RADIATION ONCOLOGY PERSPECTIVE
It has been well-established that adjuvant radiation therapy can be used for local control of incompletely excised grade II mast cell tumors.34,35 A study of 32 dogs with incompletely excised grade II mast cell tumors reported an 88% disease-free survival at two to five years after treatment with definitive radiation therapy with a total dose of 54 Gy over 39 days.34 Another report of 37 dogs treated for incompletely excised grade II mast cell tumors showed a disease-free survival of 93% at three years for dogs treated with megavoltage or orthovoltage radiation at doses of 46.2 to 48 Gy, using several different fraction sizes and schedules.35,36
Definitive radiation therapy
Grade II mast cell tumors that have metastasized to regional lymph nodes can also benefit from definitive radiation therapy. In one report, 19 dogs with various grade tumors (16 were grade II) and regional lymph node metastasis that were treated with a radiation dose of 48 to 57 Gy to the primary tumor and the regional lymph node had a median disease-free survival time of 1,240 days.37
Prophylactic radiation therapy
If the regional lymph node is not involved, based on cytology of the draining lymph nodes, there is some controversy whether prophylactic irradiation of the regional lymph node is warranted. In a recent report, 45 dogs with stage 0 incompletely excised grade II mast cell tumors underwent definitive radiation therapy, with 24 of these patients receiving prophylactic radiation to the primary draining node. When comparisons were made between the dogs that received prophylactic irradiation of the regional lymph node and dogs that did not, no statistically significant differences were observed in disease-free survival rate, time to local recurrence, or overall survival rate.37
Large mast cell tumors that cannot undergo cytoreduction by surgery can be treated with hypofractionated radiation therapy and either prednisolone alone38 or prednisone and toceranib.39 In a study from 2004, dogs treated with hypofractionated radiation therapy and prednisolone alone had an overall response rate of 88.5% and a median progression-free interval of 1,031 days.38 A newly published study looking at hypofractionated radiation therapy, prednisone, and toceranib for dogs with measurable mast cell tumors had an overall response rate of 76.4% and a median progression-free interval of 316 days.39 Unfortunately, no studies have investigated hypofractionated radiation therapy alone for gross mast cell tumors.

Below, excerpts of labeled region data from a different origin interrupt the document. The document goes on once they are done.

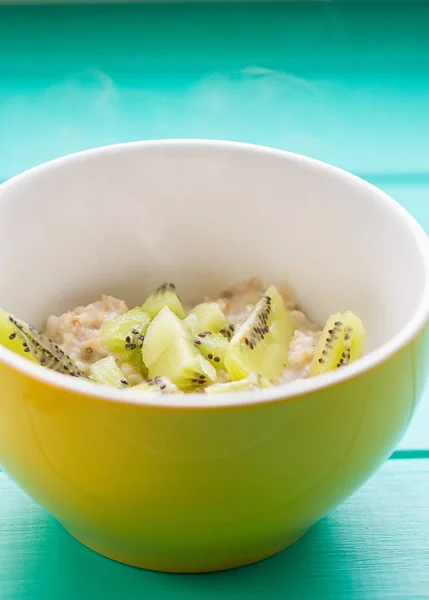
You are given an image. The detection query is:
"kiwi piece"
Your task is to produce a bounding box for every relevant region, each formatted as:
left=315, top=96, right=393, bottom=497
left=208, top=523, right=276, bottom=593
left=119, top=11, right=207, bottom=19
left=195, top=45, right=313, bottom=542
left=204, top=373, right=272, bottom=394
left=142, top=283, right=187, bottom=319
left=131, top=377, right=178, bottom=394
left=143, top=306, right=216, bottom=392
left=0, top=311, right=86, bottom=378
left=89, top=356, right=130, bottom=388
left=185, top=302, right=234, bottom=339
left=194, top=331, right=228, bottom=370
left=100, top=306, right=150, bottom=375
left=0, top=309, right=37, bottom=362
left=224, top=286, right=294, bottom=380
left=310, top=310, right=365, bottom=376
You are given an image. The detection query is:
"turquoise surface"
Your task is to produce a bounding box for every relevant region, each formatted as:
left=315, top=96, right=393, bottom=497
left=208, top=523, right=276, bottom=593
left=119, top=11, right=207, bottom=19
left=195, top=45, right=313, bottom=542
left=0, top=0, right=429, bottom=600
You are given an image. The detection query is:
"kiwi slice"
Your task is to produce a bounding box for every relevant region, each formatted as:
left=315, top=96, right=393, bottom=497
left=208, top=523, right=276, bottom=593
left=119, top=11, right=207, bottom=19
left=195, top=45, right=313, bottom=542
left=0, top=310, right=86, bottom=378
left=143, top=306, right=216, bottom=392
left=90, top=356, right=130, bottom=388
left=310, top=310, right=365, bottom=376
left=132, top=377, right=178, bottom=394
left=185, top=302, right=234, bottom=338
left=194, top=331, right=228, bottom=370
left=224, top=286, right=294, bottom=380
left=100, top=306, right=150, bottom=375
left=0, top=309, right=37, bottom=362
left=204, top=373, right=272, bottom=394
left=142, top=283, right=187, bottom=319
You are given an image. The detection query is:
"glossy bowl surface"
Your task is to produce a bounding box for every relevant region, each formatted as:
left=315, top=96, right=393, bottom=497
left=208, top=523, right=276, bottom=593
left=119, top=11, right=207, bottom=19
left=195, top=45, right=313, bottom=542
left=0, top=140, right=429, bottom=572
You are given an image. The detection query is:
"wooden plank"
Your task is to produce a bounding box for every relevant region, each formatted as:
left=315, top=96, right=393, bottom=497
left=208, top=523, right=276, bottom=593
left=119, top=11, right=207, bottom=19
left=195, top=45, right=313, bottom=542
left=0, top=459, right=429, bottom=600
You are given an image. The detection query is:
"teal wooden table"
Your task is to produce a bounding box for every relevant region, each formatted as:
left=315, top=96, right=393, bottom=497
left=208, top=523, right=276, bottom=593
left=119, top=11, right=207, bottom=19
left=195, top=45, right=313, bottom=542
left=0, top=0, right=429, bottom=600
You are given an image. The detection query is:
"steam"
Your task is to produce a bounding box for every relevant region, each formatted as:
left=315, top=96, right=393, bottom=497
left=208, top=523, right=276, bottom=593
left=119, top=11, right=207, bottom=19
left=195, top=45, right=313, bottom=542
left=0, top=66, right=338, bottom=180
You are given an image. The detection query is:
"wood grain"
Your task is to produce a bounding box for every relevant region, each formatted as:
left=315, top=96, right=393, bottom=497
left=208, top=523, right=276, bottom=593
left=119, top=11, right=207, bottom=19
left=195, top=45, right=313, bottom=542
left=0, top=459, right=429, bottom=600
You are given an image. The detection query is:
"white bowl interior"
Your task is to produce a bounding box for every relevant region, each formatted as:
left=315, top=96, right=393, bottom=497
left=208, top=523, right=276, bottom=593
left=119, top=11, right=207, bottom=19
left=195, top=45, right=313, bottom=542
left=0, top=141, right=427, bottom=350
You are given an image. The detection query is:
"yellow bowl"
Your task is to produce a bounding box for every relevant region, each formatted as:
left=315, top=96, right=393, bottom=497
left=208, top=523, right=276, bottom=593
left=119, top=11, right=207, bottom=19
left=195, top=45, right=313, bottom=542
left=0, top=140, right=429, bottom=572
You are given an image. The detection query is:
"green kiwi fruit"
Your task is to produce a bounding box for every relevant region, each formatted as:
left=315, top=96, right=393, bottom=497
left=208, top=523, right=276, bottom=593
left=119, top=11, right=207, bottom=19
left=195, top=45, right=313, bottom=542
left=131, top=377, right=178, bottom=394
left=100, top=306, right=150, bottom=375
left=194, top=331, right=228, bottom=370
left=185, top=302, right=234, bottom=339
left=0, top=311, right=86, bottom=378
left=224, top=286, right=294, bottom=380
left=310, top=310, right=365, bottom=376
left=142, top=283, right=187, bottom=319
left=0, top=309, right=37, bottom=362
left=204, top=373, right=272, bottom=394
left=142, top=306, right=217, bottom=392
left=89, top=356, right=130, bottom=388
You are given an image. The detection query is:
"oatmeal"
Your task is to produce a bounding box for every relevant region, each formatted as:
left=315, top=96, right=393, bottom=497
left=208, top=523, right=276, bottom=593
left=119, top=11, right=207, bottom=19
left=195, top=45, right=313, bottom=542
left=0, top=277, right=365, bottom=397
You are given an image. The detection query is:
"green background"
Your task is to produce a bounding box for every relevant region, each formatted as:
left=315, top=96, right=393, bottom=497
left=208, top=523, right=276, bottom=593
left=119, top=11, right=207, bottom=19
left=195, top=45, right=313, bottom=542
left=0, top=0, right=429, bottom=600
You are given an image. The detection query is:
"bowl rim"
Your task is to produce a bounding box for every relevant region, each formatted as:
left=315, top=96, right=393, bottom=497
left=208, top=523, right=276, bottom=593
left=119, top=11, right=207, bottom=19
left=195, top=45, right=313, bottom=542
left=0, top=138, right=429, bottom=410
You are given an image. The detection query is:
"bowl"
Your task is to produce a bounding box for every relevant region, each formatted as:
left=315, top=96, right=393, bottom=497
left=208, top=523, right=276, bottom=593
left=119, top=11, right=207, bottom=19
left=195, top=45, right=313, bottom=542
left=0, top=140, right=429, bottom=572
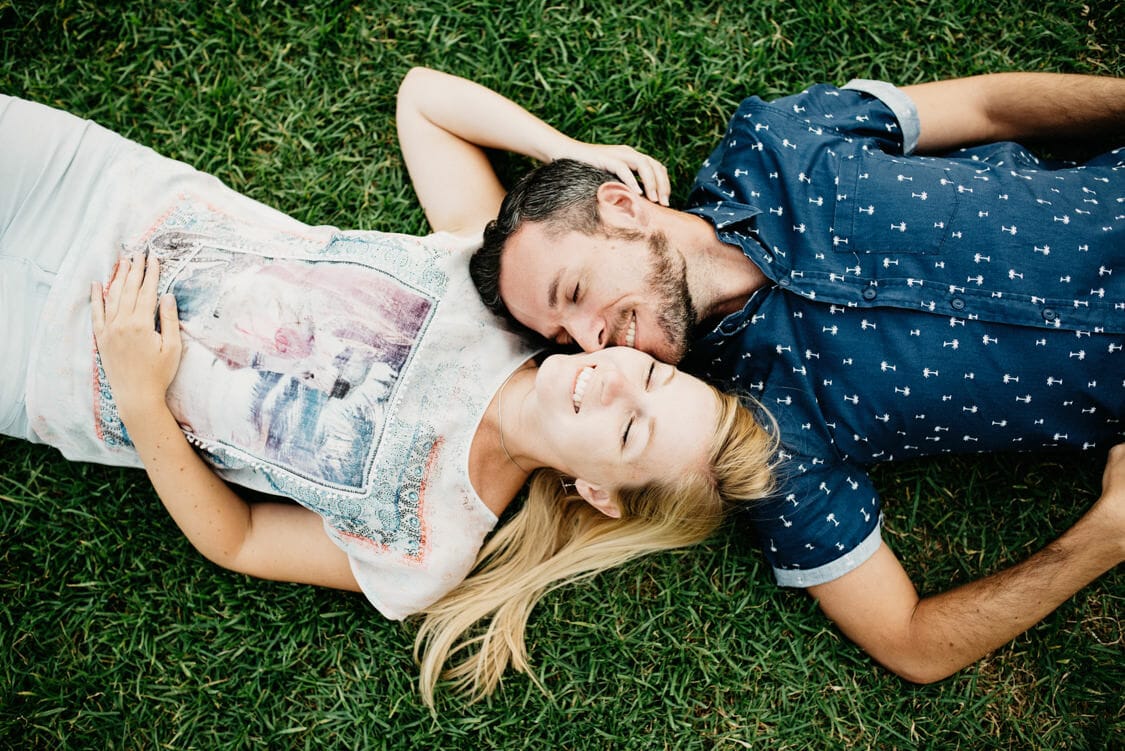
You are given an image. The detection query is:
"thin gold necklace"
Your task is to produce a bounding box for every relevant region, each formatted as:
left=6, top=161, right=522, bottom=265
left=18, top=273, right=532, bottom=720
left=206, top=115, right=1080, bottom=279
left=496, top=365, right=531, bottom=474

The current radiation protocol at The University of Tennessee for incompletely excised grade II mast cell tumors is 48 Gy given in 3 Gy fractions (Monday through Friday). We prophylactically treat the draining lymph node in dogs with stage 0 disease. If stage II disease is present, we extend the prophylactic treatment to the next lymph node in the chain (e.g. if the popliteal lymph node is involved, the internal and external iliac lymph nodes and bed are treated prophylactically).